We are said that it leaves remainder \[15\], when divided by \[\left( x-3 \right)\]
So we get \[f\left( x \right)\] as \[f\left( x \right)=\left( x-1 \right)\left( x \right)+15\to \left( 1 \right)\]
We are also told that we get the remainder \[2x+1\] when\[f\left( x \right)\] is divided by \[{{\left( x-1 \right)}^{2}}\].
So we can also write \[f\left( x \right)\] as \[f\left( x \right)={{\left( x-1 \right)}^{2}}m\left( x \right)+2x+1\to \left( 2 \right)\]
Now let us consider that \[r\left( x \right)\] would be the remainder when \[f\left( x \right)\] is divided by \[\left( x-3 \right){{\left( x-1 \right)}^{2}}\]
So we can express \[f\left( x \right)\] as \[f\left( x \right)=\left( x-3 \right){{\left( x-1 \right)}^{2}}n\left( x \right)+r\left( x \right)\to \left( 3 \right)\]
Since the polynomial is of the third degree, we can conclude that the remainder will definitely be of a degree lesser than the polynomial i.e. let us say it as second degree
So let \[r\left( x \right)=a{{x}^{2}}+bx+c\]
Considering the \[\left( 1 \right)\] and \[\left( 3 \right)\] equations, we get
\[\begin{align}
  & f\left( 3 \right)=15 \\
 & \Rightarrow r\left( 3 \right)=9a+3b+c=15\to \left( 4 \right) \\
\end{align}\]
Now upon considering \[\left( 2 \right)\] and \[\left( 3 \right)\] equations, we get
\[\begin{align}
  & f\left( 1 \right)=3 \\
 & \Rightarrow r\left( 1 \right)=a+b+c=3\to \left( 5 \right) \\
\end{align}\]
Also, from \[\left( 2 \right)\] and \[\left( 3 \right)\] equations, we get
\[\begin{align}
  & {{f}^{'}}\left( 1 \right)=2 \\
 & \Rightarrow {{r}^{'}}\left( 1 \right)=2a+b=2\to \left( 6 \right) \\
\end{align}\]
Now let us solve the equations, \[\left( 4 \right),\left( 5 \right),\left( 6 \right)\] by elimination method.

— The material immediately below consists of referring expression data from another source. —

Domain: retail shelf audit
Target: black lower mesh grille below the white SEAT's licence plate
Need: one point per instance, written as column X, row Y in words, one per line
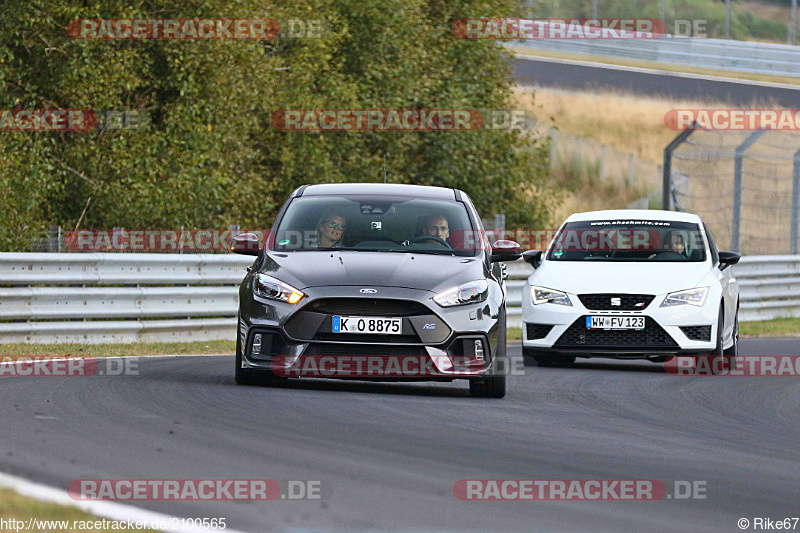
column 652, row 336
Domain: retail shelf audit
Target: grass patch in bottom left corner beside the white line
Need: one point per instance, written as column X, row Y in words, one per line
column 15, row 506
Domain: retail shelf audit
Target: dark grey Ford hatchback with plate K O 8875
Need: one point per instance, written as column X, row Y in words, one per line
column 376, row 282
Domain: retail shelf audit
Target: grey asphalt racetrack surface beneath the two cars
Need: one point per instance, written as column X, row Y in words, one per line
column 392, row 452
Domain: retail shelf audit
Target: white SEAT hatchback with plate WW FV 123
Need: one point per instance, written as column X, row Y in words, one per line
column 632, row 284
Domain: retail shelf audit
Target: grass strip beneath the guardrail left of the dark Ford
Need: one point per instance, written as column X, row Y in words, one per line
column 115, row 350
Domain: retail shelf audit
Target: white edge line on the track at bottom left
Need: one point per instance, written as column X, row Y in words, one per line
column 110, row 510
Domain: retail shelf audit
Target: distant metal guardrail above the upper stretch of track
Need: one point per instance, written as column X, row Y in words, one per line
column 742, row 56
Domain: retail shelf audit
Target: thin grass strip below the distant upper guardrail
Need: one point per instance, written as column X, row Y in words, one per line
column 750, row 76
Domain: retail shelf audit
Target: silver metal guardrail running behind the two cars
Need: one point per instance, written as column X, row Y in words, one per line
column 96, row 298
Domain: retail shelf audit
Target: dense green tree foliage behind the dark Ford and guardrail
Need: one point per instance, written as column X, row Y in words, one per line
column 209, row 157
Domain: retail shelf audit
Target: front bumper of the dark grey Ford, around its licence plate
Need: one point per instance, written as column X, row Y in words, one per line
column 446, row 343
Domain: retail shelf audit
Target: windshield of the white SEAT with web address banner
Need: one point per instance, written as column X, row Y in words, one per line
column 629, row 240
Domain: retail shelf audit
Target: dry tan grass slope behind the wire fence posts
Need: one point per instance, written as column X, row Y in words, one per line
column 634, row 124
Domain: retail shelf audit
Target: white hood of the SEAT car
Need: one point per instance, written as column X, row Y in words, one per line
column 635, row 278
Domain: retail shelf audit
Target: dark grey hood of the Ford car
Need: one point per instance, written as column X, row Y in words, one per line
column 372, row 269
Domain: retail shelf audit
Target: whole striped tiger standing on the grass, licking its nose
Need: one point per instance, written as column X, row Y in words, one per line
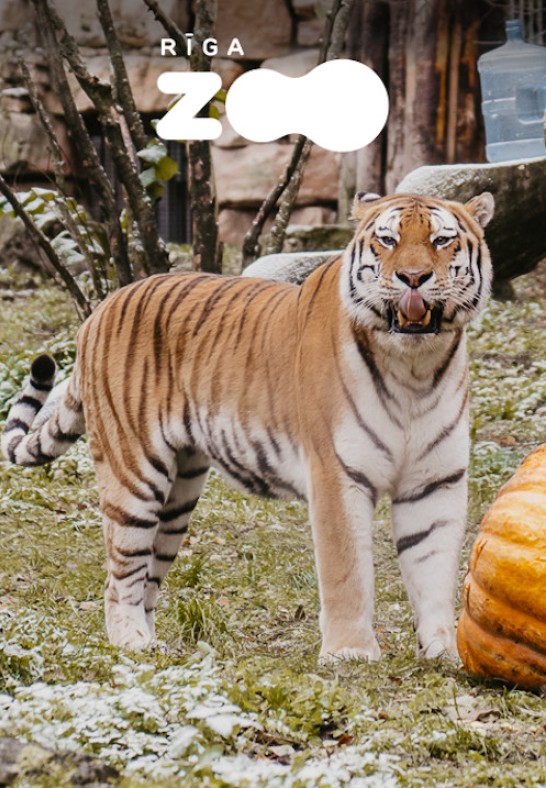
column 351, row 386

Consider \[\left( 4 \right),\left( 5 \right)\]. Upon solving it, we get
\[\begin{align}
  & \text{9a+3b+c=15} \\
 & \,\,\,\underline{\text{ a+ b+c= 3}} \\
 & \,\,\text{8a+2b =12} \\
\end{align}\]
Now,
\[\begin{align}
  & \text{8a+2b=12} \\
 & \underline{\text{4a+2b=4}} \\
 & \text{4a} \,\,\,\,\,\,\,\,\,\,\, \text{=8} \\
\end{align}\]
We get \[a=2\]
Let us substitute \[a=2\] in \[\left( 6 \right)\], we get
\[\begin{align}
  & 2a+b=2 \\
 & \Rightarrow 2\left( 2 \right)+b=2 \\
 & \Rightarrow b=-2 \\
\end{align}\]
Now we will be substituting \[a=2\] and \[b=-2\] in equation \[\left( 5 \right)\]. We get
\[\begin{align}
  & a+b+c=3 \\
 & \Rightarrow 2-2+c=3 \\
 & \Rightarrow c=3 \\
\end{align}\]
\[\therefore \] The remainder when \[f\left( x \right)\] is divided by \[\left( x-3 \right){{\left( x-1 \right)}^{2}}\] is \[2x^2-2x+3\]
So the value of p is -2.

Note: We must always have a note that the remainder of a polynomial should always possess a lesser degree than the divisor polynomial. We use the remainder theorem in finding a factor of a polynomial as it is the easiest way of finding it.